Composable: preferring composition to inheritance can be really hard when you come from an Object Oriented (OO) background. You can find plenty of resources and debates on the web about prototypal inheritance and other features. Let's just say here that studying D3.js source code is a good way to convince yourself that the functional aspect of Javascript can be pretty powerful. In D3.js, you don't write a "chart" code and then derive a "bar chart" from it. The typical bar chart rather is a composition: an assembly of rectangles, texts, axes, and other modules. 

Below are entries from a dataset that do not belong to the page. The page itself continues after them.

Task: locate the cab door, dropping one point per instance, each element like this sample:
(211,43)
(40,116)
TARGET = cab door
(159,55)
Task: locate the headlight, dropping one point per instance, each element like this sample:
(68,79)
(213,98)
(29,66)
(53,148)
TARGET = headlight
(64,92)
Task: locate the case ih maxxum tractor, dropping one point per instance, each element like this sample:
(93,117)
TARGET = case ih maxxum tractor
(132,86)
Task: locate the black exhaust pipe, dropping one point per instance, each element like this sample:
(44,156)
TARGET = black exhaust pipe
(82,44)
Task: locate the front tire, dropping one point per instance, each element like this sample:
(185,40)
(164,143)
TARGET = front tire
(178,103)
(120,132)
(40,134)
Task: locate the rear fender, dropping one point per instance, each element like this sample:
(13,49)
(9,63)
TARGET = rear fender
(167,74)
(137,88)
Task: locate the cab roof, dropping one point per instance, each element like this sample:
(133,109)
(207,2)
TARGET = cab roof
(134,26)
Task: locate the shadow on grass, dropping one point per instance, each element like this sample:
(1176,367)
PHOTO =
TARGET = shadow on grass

The Reusable API also has some more interesting characteristics. For example, when you update a d3.svg.axis configuration, or when you bind new data to your selection, you simply call the axis again without having to explicitly call a draw or an update method. 

svg.append("g")
    .attr("class", "x axis")
    .attr("transform", "translate(0," + height + ")")
    .call(xAxis);

//Update
x.domain(d3.extent(data));
d3.select(".x.axis")
    .call(xAxis)

Another interesting feature is that setters also act as getters when no arguments are provided. D3.js also provides interesting ways of exposing events using d3.dispatch and d3.rebind. There is a lot to learn from D3.js's internal structure. Learning the Reusable API is a good pretext to do so.

Summary

The Reusable API is a variant of a module pattern. Writing modular code can mean a lot of different things. We tried to list some features a modular API should have. With this list of requirements and at least an approximate terminology, you are ready to start learning the Reusable API, how to implement and test it, and use it in a real-world example of integrating D3.js charts in an application.